Com o desenvolvimento da internet, muitos sites e aplicativos de celular. Esses espaços virtuais congregam pessoas de diversas localidades que buscam ter experiências de menage-à-trois ou swing mantendo a discrição. A rede permite a criação de um espaço para encontrar pessoas semelhantes facilitando e ampliando a possibilidade de encontros e experiências.

A internet teve papel fundamental nas relações amorosas, especialmente a partir do século XXI. No início da internet as tecnologias permitiram a manutenção de relacionamentos de longas distâncias onde o contato físico não existe. Diferente do correio ou telefone, a internet permitiu não apenas uma comunicação mais constante entre pessoas afastadas, mas criou espaços para que as pessoas se conhecessem. No entanto, esses espaços são virtuais. As salas de bate-papo, ou chats permitem a interação de várias pessoas ligadas por localidades ou interesses diversos. A presença física (a beleza, os esterótipos e padrões estéticos) que em muitos casos podem ser barreiras para que pessoas se conheçam, no campo virtual, podem ser amenizadas.

Hoje a facilidade para enviar fotos e até mesmos vídeos pela internet tem facilitado ainda mais as relações virtuais, incluindo o sexo virtual. Pessoas que vivem geograficamente distantes se relacionam sem nenhum contato físico ou com poucos encontros.

Mas com uma dinâmica diferente, o virtual pode contribuir para que as pessoas se apresentem de forma diferente, permitindo a troca de ideias e diálogos antes do impacto das questões físicas:

No entanto, o amor virtual não se trata apenas de um relacionamento tradicional a distância. O que pode separar as pessoas pode ser o fato de uma delas já ser casada, por exemplo (fato que tem causado muitos debates sobre internet e fidelidade conjugal).
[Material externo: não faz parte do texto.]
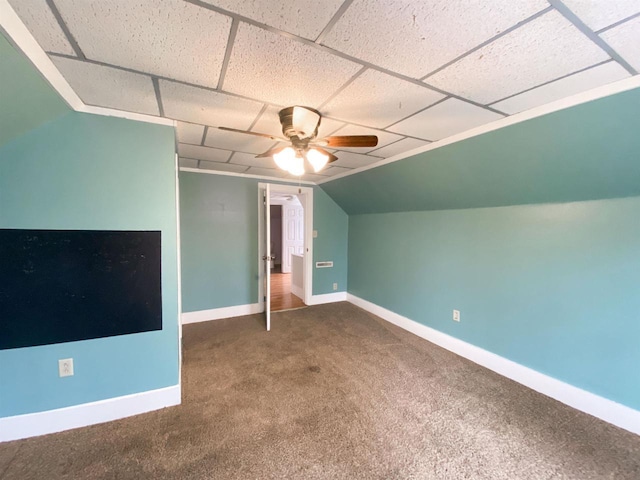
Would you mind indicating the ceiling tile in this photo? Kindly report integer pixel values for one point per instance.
(282, 71)
(384, 138)
(250, 160)
(267, 172)
(579, 82)
(402, 146)
(38, 18)
(444, 119)
(415, 38)
(542, 50)
(269, 123)
(237, 141)
(353, 160)
(598, 14)
(190, 133)
(222, 167)
(312, 177)
(172, 38)
(305, 18)
(378, 100)
(206, 107)
(187, 162)
(203, 153)
(625, 39)
(109, 87)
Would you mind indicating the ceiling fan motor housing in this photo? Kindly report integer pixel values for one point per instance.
(300, 122)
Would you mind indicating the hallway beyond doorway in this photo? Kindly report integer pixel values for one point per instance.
(281, 296)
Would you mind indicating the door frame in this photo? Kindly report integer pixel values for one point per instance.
(307, 270)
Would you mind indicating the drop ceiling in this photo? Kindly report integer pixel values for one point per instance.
(409, 71)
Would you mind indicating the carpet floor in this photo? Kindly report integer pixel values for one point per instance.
(333, 392)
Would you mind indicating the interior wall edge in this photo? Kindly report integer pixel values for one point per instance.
(595, 405)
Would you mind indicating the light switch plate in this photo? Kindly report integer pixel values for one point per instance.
(65, 367)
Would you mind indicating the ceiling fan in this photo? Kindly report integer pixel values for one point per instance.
(300, 130)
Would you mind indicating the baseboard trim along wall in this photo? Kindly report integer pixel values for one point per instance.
(218, 313)
(51, 421)
(328, 298)
(602, 408)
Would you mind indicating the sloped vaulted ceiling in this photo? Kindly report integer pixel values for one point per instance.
(410, 71)
(587, 152)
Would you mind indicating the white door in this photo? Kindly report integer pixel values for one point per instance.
(266, 258)
(292, 234)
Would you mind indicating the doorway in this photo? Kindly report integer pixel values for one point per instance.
(287, 251)
(285, 279)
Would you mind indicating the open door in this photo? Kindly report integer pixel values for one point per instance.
(266, 257)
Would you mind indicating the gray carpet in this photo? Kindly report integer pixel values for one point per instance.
(333, 392)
A internet, como já citamos, tem criado novas ferramentas para adeptos do menage-à- trois, do swing e do poliamor, facilitando encontros, pois ajuda a unir interesses comuns independente da localização geográfica, ao mesmo tempo em que mantém certo anonimato, criando um espaço mais seguro para que os interessados manifestem suas preferências e desejos.

O que é posto, e não parece ter mais volta, é que não existe mais apenas uma maneira de se relacionar. As novas formas de relacionamento estão aí, vieram para ficar e apresentam reflexo de uma sociedade conectada que preza sua individualidade e liberdade, colocando estes valores acima do relacionamento monogâmico “feliz para sempre”.

*As opiniões contidas neste artigo são de responsabilidade do autor.